Her attempts to stifle the investigation into the 2013 Waterkloof air base scandal, in which the Gupta family used the facility to bring in wedding guests, is also inexplicable. Her predecessor, Thuli Madonsela, has publicly confirmed the investigation is complete and all Mkhwebane needs to do is release the report. Why is the public protector trying to kill this investigation? Who is she really trying to protect?
The omens were there when Mkhwebane went on a late-night Twitter tirade two weeks ago, bizarrely declaring that her power and position were sanctioned by God. A few days later, a Sunday newspaper claimed to have in its possession a draft report of her investigation into a R500,000 donation to the campaign of President Cyril Ramaphosa by Bosasa boss Gavin Watson.
According to the paper, Mkhwebane found that Ramaphosa may have misled parliament, and may have breached the executive code of ethics by accepting the donation.
The presidency has confirmed that Mkhwebane has issued Ramaphosa with a section 7 (9) notice to respond to her findings before she concludes the report.
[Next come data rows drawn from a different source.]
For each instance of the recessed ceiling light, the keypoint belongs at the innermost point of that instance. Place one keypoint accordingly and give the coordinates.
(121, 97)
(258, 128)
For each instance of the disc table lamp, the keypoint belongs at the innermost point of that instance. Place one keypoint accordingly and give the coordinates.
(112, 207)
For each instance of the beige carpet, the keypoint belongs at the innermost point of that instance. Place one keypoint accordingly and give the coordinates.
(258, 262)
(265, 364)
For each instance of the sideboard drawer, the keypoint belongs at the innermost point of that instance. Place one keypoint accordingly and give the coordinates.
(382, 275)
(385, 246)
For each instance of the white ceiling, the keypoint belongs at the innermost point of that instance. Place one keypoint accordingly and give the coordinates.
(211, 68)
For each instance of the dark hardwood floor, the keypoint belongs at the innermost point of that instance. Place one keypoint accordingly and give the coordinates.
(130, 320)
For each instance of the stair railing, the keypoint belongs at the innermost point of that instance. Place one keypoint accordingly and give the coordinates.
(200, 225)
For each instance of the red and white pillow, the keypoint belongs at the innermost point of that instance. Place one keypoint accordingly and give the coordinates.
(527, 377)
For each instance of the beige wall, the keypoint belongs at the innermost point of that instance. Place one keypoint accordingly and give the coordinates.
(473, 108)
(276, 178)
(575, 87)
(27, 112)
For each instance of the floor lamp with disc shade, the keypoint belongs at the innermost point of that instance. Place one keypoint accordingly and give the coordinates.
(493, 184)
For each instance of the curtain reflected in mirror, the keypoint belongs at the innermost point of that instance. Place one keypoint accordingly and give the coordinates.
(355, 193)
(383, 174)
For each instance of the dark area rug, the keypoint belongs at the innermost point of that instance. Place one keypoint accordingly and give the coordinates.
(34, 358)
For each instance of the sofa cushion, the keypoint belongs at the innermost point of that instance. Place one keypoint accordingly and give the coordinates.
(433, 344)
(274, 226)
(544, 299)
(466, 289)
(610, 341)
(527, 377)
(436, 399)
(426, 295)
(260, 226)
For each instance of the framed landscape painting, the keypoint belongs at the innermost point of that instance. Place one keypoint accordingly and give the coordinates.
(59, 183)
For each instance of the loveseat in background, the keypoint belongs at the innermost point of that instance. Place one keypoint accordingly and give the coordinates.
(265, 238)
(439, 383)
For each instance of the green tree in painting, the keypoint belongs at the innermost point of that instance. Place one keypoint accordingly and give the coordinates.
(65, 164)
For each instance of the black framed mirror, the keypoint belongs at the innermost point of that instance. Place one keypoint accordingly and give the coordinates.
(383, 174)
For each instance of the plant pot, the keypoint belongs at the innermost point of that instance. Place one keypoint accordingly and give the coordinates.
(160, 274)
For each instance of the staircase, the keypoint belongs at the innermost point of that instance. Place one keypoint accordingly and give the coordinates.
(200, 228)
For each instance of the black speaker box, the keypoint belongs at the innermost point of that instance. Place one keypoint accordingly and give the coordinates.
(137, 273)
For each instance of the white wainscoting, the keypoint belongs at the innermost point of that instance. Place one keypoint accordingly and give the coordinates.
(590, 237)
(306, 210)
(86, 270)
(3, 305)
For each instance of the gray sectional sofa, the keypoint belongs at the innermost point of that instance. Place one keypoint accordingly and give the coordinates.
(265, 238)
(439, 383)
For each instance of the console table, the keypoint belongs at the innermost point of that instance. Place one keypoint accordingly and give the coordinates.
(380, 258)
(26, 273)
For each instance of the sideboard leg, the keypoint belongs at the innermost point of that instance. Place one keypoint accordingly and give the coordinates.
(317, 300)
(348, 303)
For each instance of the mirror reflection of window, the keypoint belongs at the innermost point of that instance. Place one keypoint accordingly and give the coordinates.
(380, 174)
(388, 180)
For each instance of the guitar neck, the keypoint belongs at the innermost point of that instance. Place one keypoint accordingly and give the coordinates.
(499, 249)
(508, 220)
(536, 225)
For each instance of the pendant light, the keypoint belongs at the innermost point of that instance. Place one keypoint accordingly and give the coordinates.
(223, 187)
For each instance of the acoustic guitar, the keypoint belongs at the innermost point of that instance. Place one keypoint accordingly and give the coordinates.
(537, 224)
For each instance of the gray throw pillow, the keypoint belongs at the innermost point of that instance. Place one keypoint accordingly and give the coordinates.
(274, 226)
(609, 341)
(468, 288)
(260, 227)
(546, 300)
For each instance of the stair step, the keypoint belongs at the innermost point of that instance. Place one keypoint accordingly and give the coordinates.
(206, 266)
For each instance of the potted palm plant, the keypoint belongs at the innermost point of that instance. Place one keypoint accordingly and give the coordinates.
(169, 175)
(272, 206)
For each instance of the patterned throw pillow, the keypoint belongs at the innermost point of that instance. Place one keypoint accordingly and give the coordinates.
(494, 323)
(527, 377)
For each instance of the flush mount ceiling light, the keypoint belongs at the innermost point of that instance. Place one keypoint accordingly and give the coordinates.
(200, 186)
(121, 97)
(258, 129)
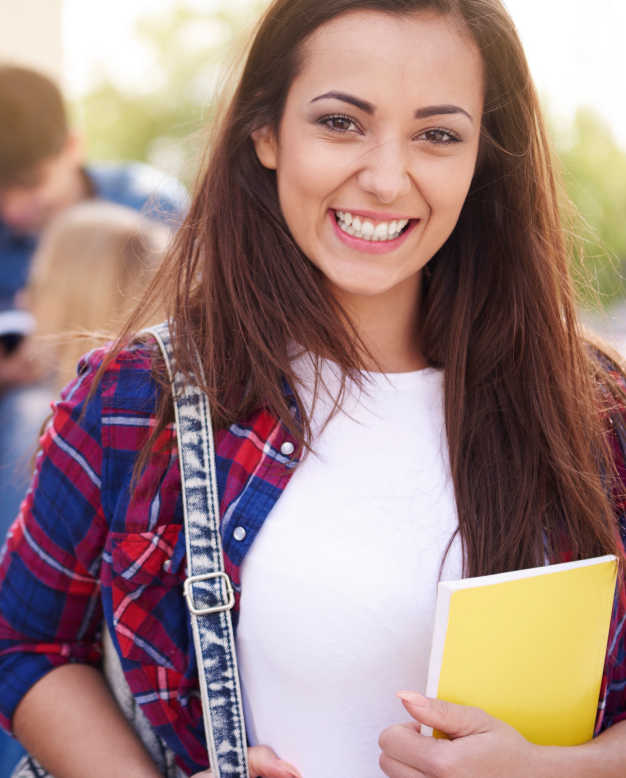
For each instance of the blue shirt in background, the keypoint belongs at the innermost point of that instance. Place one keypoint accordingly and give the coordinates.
(134, 184)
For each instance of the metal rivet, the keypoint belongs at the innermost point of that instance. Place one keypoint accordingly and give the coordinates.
(287, 448)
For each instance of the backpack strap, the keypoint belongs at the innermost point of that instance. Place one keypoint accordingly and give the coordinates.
(208, 590)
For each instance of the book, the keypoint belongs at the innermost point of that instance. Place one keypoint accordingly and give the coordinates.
(527, 647)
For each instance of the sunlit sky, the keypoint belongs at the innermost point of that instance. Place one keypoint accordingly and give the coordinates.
(575, 48)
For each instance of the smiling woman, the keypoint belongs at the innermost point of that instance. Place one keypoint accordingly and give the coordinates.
(372, 291)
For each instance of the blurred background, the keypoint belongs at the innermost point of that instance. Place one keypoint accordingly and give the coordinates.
(141, 75)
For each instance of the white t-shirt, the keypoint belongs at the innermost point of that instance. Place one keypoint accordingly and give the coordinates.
(339, 588)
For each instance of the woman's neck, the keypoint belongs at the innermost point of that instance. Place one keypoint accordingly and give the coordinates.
(388, 325)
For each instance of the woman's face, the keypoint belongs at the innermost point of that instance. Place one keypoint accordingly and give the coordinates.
(377, 146)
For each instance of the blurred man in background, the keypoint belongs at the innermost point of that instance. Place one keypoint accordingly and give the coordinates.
(42, 173)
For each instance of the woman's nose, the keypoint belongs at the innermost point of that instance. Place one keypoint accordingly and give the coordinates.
(384, 173)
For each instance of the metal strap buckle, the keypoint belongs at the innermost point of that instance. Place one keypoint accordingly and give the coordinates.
(188, 594)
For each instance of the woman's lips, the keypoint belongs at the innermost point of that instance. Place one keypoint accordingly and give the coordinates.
(369, 246)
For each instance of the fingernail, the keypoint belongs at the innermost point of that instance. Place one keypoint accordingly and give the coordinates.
(413, 698)
(290, 768)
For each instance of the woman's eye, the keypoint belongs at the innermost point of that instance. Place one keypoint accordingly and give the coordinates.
(339, 123)
(439, 137)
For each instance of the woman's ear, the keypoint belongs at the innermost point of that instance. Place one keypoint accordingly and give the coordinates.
(264, 140)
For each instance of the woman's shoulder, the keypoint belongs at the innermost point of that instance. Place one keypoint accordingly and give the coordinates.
(114, 376)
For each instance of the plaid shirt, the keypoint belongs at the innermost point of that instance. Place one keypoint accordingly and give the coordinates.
(81, 551)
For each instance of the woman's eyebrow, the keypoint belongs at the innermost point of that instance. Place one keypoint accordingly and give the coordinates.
(440, 110)
(368, 108)
(363, 105)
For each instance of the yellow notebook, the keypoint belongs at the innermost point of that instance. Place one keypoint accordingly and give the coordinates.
(527, 647)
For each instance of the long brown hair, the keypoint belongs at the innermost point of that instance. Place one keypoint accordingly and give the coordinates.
(527, 441)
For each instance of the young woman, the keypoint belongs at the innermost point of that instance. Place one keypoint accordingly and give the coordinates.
(375, 277)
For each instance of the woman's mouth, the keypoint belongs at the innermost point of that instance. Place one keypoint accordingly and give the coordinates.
(365, 229)
(370, 235)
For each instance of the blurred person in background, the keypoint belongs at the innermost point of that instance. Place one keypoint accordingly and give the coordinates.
(42, 173)
(87, 275)
(91, 265)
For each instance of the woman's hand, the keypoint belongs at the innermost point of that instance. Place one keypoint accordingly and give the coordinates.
(263, 764)
(480, 746)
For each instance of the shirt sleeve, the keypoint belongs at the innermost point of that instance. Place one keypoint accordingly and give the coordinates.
(50, 610)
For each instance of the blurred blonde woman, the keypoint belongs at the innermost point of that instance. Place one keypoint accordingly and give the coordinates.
(88, 273)
(90, 267)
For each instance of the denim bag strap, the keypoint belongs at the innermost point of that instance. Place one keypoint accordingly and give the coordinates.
(208, 590)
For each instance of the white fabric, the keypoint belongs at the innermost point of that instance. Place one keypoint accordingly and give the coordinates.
(339, 588)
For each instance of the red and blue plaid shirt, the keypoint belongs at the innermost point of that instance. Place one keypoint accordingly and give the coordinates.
(82, 552)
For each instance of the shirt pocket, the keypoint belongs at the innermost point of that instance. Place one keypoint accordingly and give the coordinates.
(149, 612)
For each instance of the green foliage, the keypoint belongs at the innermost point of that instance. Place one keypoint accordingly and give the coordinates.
(163, 124)
(595, 168)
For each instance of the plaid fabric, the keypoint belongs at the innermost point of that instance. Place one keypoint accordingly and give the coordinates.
(80, 551)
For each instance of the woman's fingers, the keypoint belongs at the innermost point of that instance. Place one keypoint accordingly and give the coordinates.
(265, 764)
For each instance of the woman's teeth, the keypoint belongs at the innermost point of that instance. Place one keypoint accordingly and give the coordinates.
(353, 225)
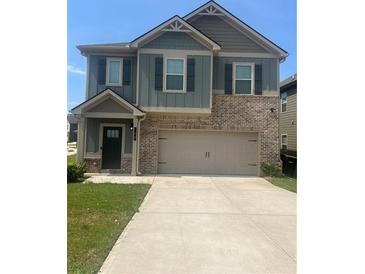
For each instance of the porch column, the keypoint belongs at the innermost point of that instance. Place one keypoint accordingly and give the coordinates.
(134, 147)
(81, 139)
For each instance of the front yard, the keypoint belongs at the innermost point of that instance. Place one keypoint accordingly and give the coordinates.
(96, 215)
(285, 182)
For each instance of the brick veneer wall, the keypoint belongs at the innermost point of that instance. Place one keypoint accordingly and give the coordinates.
(94, 165)
(232, 113)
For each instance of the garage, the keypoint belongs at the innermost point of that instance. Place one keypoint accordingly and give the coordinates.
(207, 152)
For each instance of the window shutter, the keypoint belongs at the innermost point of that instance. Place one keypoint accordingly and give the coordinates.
(228, 79)
(127, 72)
(101, 71)
(190, 85)
(258, 79)
(158, 73)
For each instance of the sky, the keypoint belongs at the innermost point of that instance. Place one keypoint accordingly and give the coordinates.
(113, 21)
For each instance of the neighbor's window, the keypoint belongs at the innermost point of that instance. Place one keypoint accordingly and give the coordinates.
(114, 71)
(175, 74)
(243, 78)
(284, 101)
(284, 142)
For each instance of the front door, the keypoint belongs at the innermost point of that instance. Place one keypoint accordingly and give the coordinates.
(112, 147)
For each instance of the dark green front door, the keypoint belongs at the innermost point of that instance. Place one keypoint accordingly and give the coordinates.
(112, 147)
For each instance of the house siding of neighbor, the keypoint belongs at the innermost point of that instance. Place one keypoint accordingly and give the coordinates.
(195, 94)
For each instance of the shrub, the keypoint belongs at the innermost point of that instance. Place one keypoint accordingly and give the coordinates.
(271, 170)
(75, 171)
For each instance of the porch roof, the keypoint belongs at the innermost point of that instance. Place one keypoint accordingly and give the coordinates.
(121, 108)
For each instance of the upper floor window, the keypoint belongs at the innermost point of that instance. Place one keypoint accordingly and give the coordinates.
(175, 75)
(243, 78)
(114, 72)
(283, 101)
(284, 141)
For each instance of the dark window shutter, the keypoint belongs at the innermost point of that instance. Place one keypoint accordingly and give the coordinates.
(158, 73)
(228, 79)
(101, 71)
(127, 72)
(258, 79)
(190, 84)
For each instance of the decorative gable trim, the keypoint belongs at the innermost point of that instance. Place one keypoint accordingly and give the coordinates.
(175, 24)
(213, 9)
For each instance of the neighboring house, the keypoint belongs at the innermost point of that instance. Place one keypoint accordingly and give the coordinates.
(195, 94)
(71, 128)
(288, 124)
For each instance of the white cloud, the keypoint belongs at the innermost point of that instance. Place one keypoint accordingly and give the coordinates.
(76, 70)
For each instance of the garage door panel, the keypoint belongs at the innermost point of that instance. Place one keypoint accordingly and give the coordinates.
(210, 152)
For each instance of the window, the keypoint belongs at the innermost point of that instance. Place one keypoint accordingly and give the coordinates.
(284, 101)
(114, 74)
(243, 78)
(284, 142)
(112, 133)
(175, 68)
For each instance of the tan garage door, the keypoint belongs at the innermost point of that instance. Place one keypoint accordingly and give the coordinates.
(207, 152)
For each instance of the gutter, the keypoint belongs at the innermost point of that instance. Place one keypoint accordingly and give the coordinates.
(138, 142)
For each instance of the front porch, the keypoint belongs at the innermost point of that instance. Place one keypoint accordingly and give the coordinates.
(108, 134)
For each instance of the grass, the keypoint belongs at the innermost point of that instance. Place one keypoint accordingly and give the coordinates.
(71, 159)
(96, 215)
(285, 182)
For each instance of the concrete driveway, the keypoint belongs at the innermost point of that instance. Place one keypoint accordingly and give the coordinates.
(205, 224)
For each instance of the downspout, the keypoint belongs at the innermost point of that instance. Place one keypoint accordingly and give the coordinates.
(138, 141)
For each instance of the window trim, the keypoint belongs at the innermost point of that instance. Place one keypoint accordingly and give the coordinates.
(282, 102)
(120, 83)
(164, 89)
(252, 65)
(281, 141)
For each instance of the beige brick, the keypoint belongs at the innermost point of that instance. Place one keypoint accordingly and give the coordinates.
(233, 113)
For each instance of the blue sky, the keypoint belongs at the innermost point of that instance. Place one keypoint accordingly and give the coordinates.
(108, 21)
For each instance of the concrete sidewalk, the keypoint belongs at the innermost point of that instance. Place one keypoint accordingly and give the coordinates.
(206, 224)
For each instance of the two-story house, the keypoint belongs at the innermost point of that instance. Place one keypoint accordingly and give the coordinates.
(195, 94)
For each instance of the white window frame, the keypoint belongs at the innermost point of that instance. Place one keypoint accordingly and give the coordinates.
(120, 83)
(165, 75)
(252, 65)
(282, 102)
(281, 141)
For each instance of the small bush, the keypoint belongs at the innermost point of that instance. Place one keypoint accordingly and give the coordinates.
(75, 172)
(271, 170)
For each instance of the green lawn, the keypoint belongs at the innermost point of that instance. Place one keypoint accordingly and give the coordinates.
(71, 159)
(285, 182)
(96, 215)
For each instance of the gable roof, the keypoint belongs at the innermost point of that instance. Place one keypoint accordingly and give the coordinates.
(107, 93)
(290, 80)
(175, 23)
(213, 8)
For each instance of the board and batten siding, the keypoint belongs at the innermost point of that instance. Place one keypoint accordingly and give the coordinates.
(175, 40)
(269, 73)
(149, 97)
(97, 70)
(229, 38)
(93, 127)
(288, 120)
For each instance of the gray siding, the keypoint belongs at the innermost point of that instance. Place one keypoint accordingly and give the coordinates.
(92, 138)
(269, 73)
(230, 39)
(175, 40)
(149, 97)
(127, 92)
(286, 119)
If indeed she has found that Ramaphosa misled parliament and breached the executive code of ethics, then we are in for a roller-coaster ride.
Should the president not challenge her findings in court, parliament will have no option but to institute impeachment proceedings against him, plunging the country into a constitutional crisis.
The timing of her section 7 (9) notice is also questionable, a week before Ramaphosa - fresh from obtaining an electoral mandate - prepares to deliver his state of the nation address in parliament this week. We are not suggesting that Ramaphosa should be beyond scrutiny but the CR17 campaign - recipient of the donation in question - has already said the president was not aware of it, and has offered to return the money to Watson. Yes, Ramaphosa's people should have known better than to accept money from such a dodgy character in the first place, but is this saga serious enough to plunge the country into a constitutional crisis? For whom is this public protector working?